KENAPA KITA MENYEBARKAN FOTO BOM BUNUH DIRI?
Kemarin pagi telah terjadi ledakan bom bunuh diri di Markas Polsek Astana Anyar, Bandung.
Kejadian bom bunuh diri tersebut langsung membuat riuh medsos, termasuk yang menyebarkan foto-foto korban di lokasi kejadian.
Seperti diberitakan Detikcom, beberapa netizen masih menyebarkan foto-foto bom bunuh diri.

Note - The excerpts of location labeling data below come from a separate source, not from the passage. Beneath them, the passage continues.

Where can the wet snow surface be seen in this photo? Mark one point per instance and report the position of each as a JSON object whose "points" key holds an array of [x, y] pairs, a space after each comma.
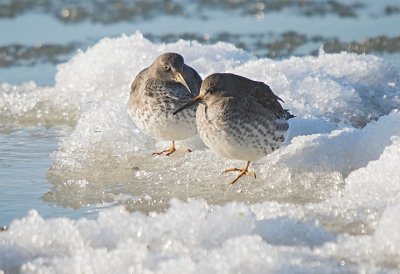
{"points": [[328, 201]]}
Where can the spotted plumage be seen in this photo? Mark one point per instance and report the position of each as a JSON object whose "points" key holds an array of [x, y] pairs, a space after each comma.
{"points": [[240, 119]]}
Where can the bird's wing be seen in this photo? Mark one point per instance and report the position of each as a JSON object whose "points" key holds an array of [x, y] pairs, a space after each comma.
{"points": [[138, 80], [263, 94], [192, 78]]}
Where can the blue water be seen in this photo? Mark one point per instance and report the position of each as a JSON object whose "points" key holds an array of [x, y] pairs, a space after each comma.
{"points": [[25, 151]]}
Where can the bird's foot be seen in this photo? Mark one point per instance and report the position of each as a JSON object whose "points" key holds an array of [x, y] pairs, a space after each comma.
{"points": [[243, 171], [171, 150], [167, 152]]}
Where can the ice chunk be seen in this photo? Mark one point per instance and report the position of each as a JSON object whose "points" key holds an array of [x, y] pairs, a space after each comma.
{"points": [[192, 236]]}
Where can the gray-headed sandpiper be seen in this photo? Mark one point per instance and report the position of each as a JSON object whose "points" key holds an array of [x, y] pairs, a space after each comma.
{"points": [[157, 91], [238, 118]]}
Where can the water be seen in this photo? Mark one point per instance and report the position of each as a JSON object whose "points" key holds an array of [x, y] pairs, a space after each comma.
{"points": [[325, 202]]}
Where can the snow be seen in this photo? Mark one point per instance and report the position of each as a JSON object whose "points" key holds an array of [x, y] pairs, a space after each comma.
{"points": [[327, 201]]}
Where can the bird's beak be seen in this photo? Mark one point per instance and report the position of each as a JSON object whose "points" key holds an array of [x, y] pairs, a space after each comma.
{"points": [[179, 78], [195, 100]]}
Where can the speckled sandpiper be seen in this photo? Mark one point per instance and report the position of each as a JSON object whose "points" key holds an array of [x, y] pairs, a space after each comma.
{"points": [[159, 89], [239, 118]]}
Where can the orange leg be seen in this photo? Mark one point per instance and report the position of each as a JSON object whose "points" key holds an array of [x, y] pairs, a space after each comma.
{"points": [[170, 150], [244, 171]]}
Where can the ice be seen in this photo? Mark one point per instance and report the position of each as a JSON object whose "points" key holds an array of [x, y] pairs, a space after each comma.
{"points": [[327, 201], [193, 237]]}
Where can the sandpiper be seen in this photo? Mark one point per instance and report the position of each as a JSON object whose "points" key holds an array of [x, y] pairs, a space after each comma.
{"points": [[239, 118], [156, 91]]}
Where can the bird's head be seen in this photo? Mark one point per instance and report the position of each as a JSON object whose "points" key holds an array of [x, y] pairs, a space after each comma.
{"points": [[212, 84], [169, 66]]}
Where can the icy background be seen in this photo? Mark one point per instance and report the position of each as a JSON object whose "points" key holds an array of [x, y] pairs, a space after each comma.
{"points": [[328, 201]]}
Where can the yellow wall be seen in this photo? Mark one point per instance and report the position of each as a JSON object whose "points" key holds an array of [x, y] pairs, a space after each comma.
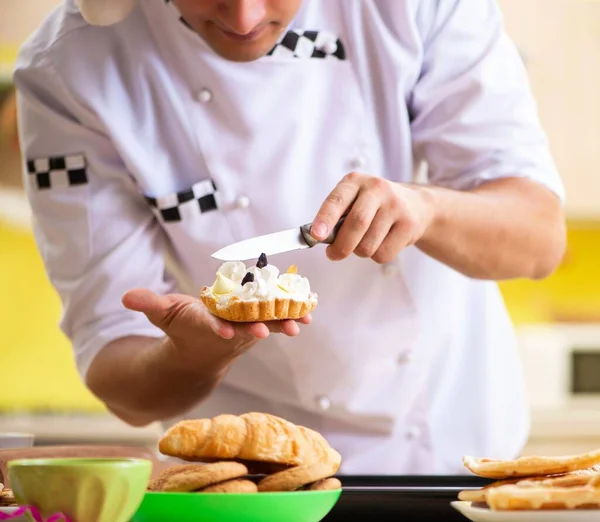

Selain tidak elok, peredaran konten ini juga bisa terkena sanki pidana.
Pertanyaannya, kenapa kita suka menyebarkan foto bom bunuh diri?
Berikut analisis saya dari perspektif FOMO dan bias kognitif.
#1. SOCIAL PROOF: “IKUTA-IKUTAN”
Bias kognitif SOCIAL PROOF mengatakan, kita cenderung melakukan sesuatu yang kebanyakan orang lain melakukannya.
FOMO inilah yang memicu “EFEK DOMINO”.
Ketika satu orang menyebar foto bom bunuh diri, diikuti rentetan orang lain berikutnya, sehingga begitu banyak orang menyebarkan foto.
Ketika sudah cukup banyak orang lain menyebar foto, maka itu menjadi “LEGITIMASI” kita ikut-ikutan menyebar foto.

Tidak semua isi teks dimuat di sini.